Safety must never be paramount

Una salus victus nullam sperare salutem
[The one hope of the doomed is not to hope for safety.]

Somehow the topic this week is activism, esp. activism for equality and against feminism (the kind of today’s mainstream feminism that sees only women’s disadvantages and ignores when men suffer from the same problems).

An addendum to yesterday’s posting, which was already quite long — one thing that also bugged my about the comment:

“‘Tragically, women journalists are under bigger threat than their male colleagues when it comes to attacks, bullying, threats, cyber-bullying, rape and abuse; all effective tools to silence women’s voices in the media. As we encourage more and more women into the profession, their safety must be paramount,’ said IFJ Gender Council co-chair Mindy Ran.”
http://www.ifj.org/en/articles/ifj-launches-global-campaign-to-end-violence-against-women-journalists

is the last sentence: “their safety must be paramount”.

Really?

I think this is the kind of feel good assertions we can expect from today’s feminism. If you look at that assertion in the cold light of the day, it crumbles to dust.
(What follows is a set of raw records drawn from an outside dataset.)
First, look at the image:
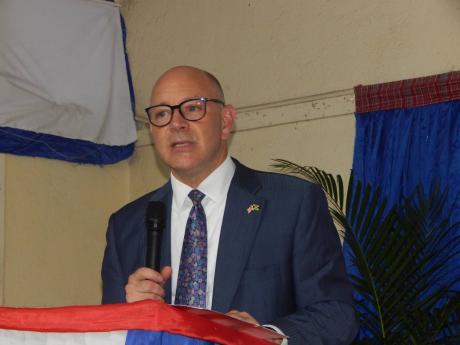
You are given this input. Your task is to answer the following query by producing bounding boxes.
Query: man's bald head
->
[152,66,225,104]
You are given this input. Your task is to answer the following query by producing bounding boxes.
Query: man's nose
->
[169,108,188,129]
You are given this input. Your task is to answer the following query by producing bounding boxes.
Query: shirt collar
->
[171,156,236,208]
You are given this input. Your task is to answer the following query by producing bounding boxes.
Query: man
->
[102,66,357,345]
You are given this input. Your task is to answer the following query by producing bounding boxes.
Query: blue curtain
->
[344,72,460,335]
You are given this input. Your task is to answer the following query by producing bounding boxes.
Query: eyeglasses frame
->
[145,97,225,128]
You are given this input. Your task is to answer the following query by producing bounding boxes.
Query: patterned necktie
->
[174,189,208,308]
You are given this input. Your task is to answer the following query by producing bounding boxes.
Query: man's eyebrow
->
[151,95,202,107]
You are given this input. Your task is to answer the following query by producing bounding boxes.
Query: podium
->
[0,301,281,345]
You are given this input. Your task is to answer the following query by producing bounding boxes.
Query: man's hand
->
[227,310,283,344]
[125,266,172,302]
[227,310,260,326]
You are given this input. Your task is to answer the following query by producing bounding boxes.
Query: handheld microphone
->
[145,201,166,272]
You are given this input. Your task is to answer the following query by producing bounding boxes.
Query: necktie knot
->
[188,189,205,206]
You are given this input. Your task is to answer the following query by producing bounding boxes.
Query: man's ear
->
[222,104,236,140]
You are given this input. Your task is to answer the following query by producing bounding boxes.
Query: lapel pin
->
[246,204,260,214]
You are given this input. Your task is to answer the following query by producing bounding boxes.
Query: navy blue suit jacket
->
[102,161,358,345]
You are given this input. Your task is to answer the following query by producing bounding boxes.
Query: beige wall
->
[125,0,460,191]
[3,155,129,306]
[0,0,460,306]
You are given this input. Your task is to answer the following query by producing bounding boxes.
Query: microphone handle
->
[145,230,161,272]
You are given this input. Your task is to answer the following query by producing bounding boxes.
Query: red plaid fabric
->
[354,71,460,113]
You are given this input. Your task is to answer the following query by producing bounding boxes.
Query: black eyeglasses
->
[145,97,225,127]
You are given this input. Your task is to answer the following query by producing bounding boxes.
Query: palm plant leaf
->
[273,159,460,345]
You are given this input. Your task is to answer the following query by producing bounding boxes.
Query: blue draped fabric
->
[353,72,460,296]
[353,101,460,222]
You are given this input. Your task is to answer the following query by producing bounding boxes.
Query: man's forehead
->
[151,73,216,103]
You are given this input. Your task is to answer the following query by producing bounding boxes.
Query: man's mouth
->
[171,140,192,149]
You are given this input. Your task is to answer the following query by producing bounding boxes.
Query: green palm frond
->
[273,159,460,345]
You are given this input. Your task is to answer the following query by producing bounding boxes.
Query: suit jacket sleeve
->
[271,185,358,345]
[101,215,126,304]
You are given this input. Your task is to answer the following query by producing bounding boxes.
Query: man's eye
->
[154,110,169,119]
[185,103,203,113]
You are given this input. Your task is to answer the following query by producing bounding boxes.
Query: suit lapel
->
[212,162,265,312]
[150,181,172,303]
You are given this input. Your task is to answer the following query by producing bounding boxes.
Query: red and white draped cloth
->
[0,301,277,345]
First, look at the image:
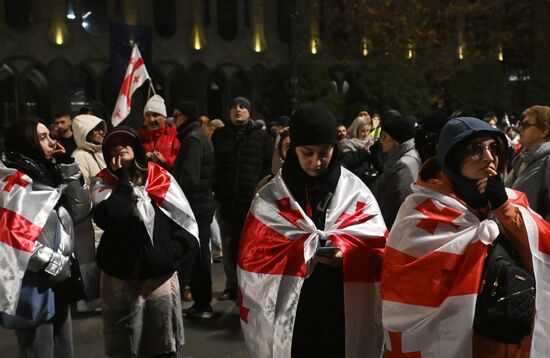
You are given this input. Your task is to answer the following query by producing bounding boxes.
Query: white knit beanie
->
[143,94,166,117]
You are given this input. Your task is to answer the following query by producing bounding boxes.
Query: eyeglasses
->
[519,119,537,129]
[466,142,498,158]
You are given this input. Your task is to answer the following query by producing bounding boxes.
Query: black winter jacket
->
[94,180,198,280]
[172,121,216,217]
[212,121,273,205]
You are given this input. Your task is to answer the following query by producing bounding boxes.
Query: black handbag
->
[53,255,84,303]
[474,234,535,344]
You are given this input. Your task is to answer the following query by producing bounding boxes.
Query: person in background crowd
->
[336,122,348,141]
[340,116,374,153]
[92,126,198,357]
[370,113,382,140]
[48,122,60,140]
[271,116,290,175]
[506,106,550,221]
[381,117,550,357]
[254,128,290,193]
[212,97,273,300]
[1,119,91,358]
[138,95,180,170]
[173,102,216,319]
[199,115,214,138]
[373,111,422,228]
[210,118,225,134]
[239,103,386,357]
[72,114,107,312]
[53,114,76,158]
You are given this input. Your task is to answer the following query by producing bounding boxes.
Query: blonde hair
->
[523,106,550,141]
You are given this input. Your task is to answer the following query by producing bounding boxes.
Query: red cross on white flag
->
[111,45,151,127]
[0,161,61,315]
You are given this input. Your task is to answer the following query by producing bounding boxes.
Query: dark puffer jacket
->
[172,121,216,217]
[212,121,273,205]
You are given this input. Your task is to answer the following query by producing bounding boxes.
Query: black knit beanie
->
[174,101,199,123]
[231,97,252,114]
[290,103,338,147]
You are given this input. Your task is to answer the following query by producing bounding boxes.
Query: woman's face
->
[460,136,498,180]
[357,123,371,140]
[109,137,134,167]
[89,122,105,144]
[36,123,57,159]
[296,144,334,177]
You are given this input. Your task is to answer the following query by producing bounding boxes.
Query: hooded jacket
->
[173,120,216,217]
[437,117,507,209]
[72,114,107,186]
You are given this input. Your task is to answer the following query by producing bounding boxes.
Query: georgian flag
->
[92,162,199,244]
[237,168,387,357]
[381,185,550,358]
[0,161,61,315]
[111,45,151,127]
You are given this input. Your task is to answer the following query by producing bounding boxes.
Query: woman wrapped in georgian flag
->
[237,104,387,357]
[92,126,198,357]
[381,117,550,358]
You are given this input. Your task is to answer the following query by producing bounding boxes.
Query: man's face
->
[55,116,71,134]
[231,104,250,125]
[144,112,166,131]
[336,126,348,140]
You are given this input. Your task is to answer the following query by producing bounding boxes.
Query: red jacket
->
[138,125,180,169]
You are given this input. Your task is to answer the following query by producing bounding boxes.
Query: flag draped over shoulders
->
[0,162,61,315]
[92,162,199,243]
[381,185,550,357]
[237,168,387,357]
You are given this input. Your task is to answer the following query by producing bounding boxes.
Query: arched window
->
[21,68,51,120]
[153,0,176,38]
[4,0,32,30]
[277,0,296,43]
[217,0,239,41]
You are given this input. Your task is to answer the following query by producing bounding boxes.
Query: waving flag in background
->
[0,161,61,315]
[381,185,550,358]
[92,162,199,244]
[237,168,387,357]
[111,45,154,127]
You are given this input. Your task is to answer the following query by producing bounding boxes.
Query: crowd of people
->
[0,95,550,357]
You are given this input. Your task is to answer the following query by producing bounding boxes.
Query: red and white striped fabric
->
[0,162,61,315]
[237,168,387,357]
[92,162,199,244]
[111,45,151,127]
[381,185,550,357]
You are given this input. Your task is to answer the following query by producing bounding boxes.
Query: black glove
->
[485,174,508,210]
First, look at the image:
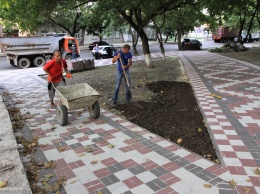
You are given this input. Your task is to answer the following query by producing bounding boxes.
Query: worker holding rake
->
[112,44,132,105]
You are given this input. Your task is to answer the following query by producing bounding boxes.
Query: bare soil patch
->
[62,58,217,161]
[218,48,260,66]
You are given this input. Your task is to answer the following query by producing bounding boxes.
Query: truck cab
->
[0,36,80,69]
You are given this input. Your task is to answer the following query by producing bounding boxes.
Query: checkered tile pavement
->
[95,52,177,67]
[0,52,260,194]
[180,51,260,193]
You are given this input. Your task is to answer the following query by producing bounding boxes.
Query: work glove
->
[66,73,72,79]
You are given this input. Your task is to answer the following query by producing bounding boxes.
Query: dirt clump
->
[116,81,217,161]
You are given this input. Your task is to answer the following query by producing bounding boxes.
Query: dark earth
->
[116,81,218,161]
[62,57,218,162]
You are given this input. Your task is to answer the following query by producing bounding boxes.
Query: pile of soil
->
[42,57,216,160]
[116,81,217,161]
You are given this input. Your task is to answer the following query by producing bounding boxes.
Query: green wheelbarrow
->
[55,83,100,126]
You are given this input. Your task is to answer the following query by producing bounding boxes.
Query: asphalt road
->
[0,41,223,71]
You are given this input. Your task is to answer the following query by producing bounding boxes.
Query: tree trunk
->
[246,3,258,40]
[133,34,139,56]
[174,33,178,42]
[129,25,139,56]
[164,35,169,43]
[139,29,154,68]
[80,28,86,46]
[119,30,125,43]
[177,30,182,50]
[156,33,166,61]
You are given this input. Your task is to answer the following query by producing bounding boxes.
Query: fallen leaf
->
[203,184,212,189]
[243,187,251,193]
[0,181,8,188]
[39,143,49,147]
[229,179,237,186]
[58,147,65,152]
[44,161,56,169]
[255,167,260,175]
[78,153,85,157]
[214,159,221,164]
[94,191,103,194]
[90,160,98,164]
[177,138,182,144]
[107,144,115,149]
[84,146,93,153]
[70,180,77,184]
[44,173,54,178]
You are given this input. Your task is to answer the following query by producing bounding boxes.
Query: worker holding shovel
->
[112,44,132,105]
[43,50,72,108]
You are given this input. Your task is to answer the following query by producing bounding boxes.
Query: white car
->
[92,45,117,59]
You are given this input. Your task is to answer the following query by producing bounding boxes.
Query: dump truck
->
[0,36,80,69]
[212,27,238,42]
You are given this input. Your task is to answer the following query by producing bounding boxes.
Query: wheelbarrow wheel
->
[56,105,68,126]
[88,101,100,119]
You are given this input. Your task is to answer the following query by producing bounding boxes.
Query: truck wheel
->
[18,58,31,69]
[88,101,100,119]
[56,105,68,126]
[10,60,16,67]
[33,57,46,67]
[65,54,72,60]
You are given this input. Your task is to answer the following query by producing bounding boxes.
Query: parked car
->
[181,38,202,49]
[88,41,113,50]
[92,45,117,59]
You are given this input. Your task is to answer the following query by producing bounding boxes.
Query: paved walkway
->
[0,51,260,194]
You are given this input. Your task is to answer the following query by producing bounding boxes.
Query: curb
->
[0,95,32,194]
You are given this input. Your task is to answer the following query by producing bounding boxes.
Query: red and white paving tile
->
[180,51,260,193]
[0,52,260,194]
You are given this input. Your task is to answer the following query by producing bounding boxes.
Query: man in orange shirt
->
[43,50,72,108]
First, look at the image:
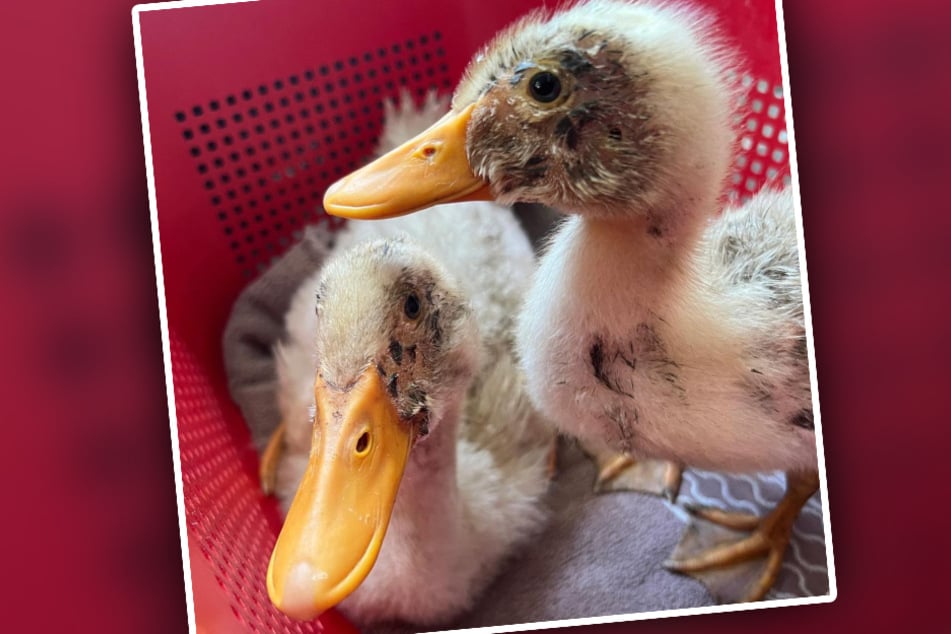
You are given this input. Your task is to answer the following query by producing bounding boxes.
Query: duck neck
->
[580,206,703,279]
[395,401,462,536]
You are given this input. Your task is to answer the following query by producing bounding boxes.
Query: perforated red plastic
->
[134,0,789,632]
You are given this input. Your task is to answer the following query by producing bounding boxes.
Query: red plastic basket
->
[137,0,788,632]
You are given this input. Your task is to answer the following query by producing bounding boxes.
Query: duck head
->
[267,240,478,620]
[324,0,736,230]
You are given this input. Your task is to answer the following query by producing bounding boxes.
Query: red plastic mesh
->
[140,0,789,632]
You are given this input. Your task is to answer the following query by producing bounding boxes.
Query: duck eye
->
[528,70,561,103]
[403,293,419,319]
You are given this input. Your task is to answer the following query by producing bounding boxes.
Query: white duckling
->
[262,96,553,626]
[325,0,818,600]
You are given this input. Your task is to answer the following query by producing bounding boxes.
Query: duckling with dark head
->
[325,0,819,600]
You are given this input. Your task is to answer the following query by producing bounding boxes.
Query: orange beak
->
[324,104,493,220]
[267,366,414,620]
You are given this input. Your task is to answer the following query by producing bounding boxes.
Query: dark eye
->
[528,70,561,103]
[403,293,419,319]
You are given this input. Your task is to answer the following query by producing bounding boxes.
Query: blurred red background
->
[0,0,951,633]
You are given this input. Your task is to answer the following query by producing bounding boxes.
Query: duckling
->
[262,96,553,626]
[325,0,819,600]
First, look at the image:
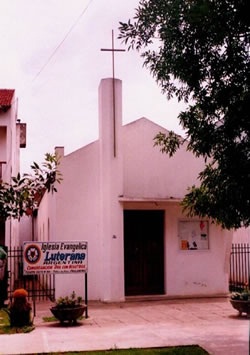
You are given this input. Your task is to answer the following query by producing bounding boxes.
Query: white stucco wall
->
[124,202,232,297]
[123,118,204,198]
[0,93,20,247]
[53,142,102,299]
[42,79,232,301]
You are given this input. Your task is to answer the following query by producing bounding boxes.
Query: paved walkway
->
[0,298,249,355]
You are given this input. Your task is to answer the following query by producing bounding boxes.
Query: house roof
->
[0,89,15,110]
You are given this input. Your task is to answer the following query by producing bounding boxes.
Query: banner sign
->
[23,241,88,275]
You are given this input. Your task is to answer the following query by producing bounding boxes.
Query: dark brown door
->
[124,210,164,296]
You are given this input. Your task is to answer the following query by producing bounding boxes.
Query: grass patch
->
[34,345,208,355]
[0,308,35,334]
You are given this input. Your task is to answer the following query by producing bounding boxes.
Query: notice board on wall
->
[178,220,209,250]
[23,241,88,275]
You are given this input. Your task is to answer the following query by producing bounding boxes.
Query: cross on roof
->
[101,30,125,157]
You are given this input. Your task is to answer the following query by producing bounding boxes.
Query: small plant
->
[55,291,83,308]
[7,288,33,327]
[50,291,87,324]
[231,283,250,301]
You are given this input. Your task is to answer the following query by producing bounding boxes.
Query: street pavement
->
[0,298,249,355]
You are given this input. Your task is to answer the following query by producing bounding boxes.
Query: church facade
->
[37,79,232,301]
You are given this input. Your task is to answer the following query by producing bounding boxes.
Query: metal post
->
[84,272,89,318]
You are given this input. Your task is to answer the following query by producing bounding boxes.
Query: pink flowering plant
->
[231,282,250,301]
[55,291,83,308]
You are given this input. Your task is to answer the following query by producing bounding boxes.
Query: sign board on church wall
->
[23,241,88,275]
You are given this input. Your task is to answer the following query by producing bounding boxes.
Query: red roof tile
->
[0,89,15,107]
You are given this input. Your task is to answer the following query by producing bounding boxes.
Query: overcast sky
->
[0,0,184,172]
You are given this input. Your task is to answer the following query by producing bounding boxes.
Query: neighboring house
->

If safety is paramount — in any job — then you cannot do the job.

Any job has inherent risks — no matter how small. There are benefits of taking risks, in the case of journalism for society and for one’s own reputation — but there is also risk, in the extreme for one’s life (again, see yesterday’s posting). You try to control the risk as much as possible, but you know there is some risk left, and you decide whether possible benefits are worth it. Making safety paramount strikes me like wanting to have a carte blanche to pursue an impossible and unachievable goal.

It also fits to the usual narrative that women are victims, in danger, and being abused and that men should do everything in their power to protect women. Their lives are disposable and if they are not (possible) perpetrators the only worth they have is to protect women.

Seriously, I’m not making this up.

No wonder that the people who are really interested in equality look at what feminism actually does and turn away from feminism in disgust. And personally, I have a high respect for women speaking out against feminism. It takes integrity to speak out against something that is both unjust and unjust in their favor.

Anyway — wanting to make safety paramount, esp. when it comes to professions like journalism, might do more harm to women in journalism than any threats or abuse ever could. It puts women in a cage. And to bring the topic back to the topic of this blog, the same is true for any creative endeavor. Risk is part of the game — you cannot eliminate risk, it would eliminate the creativity as well.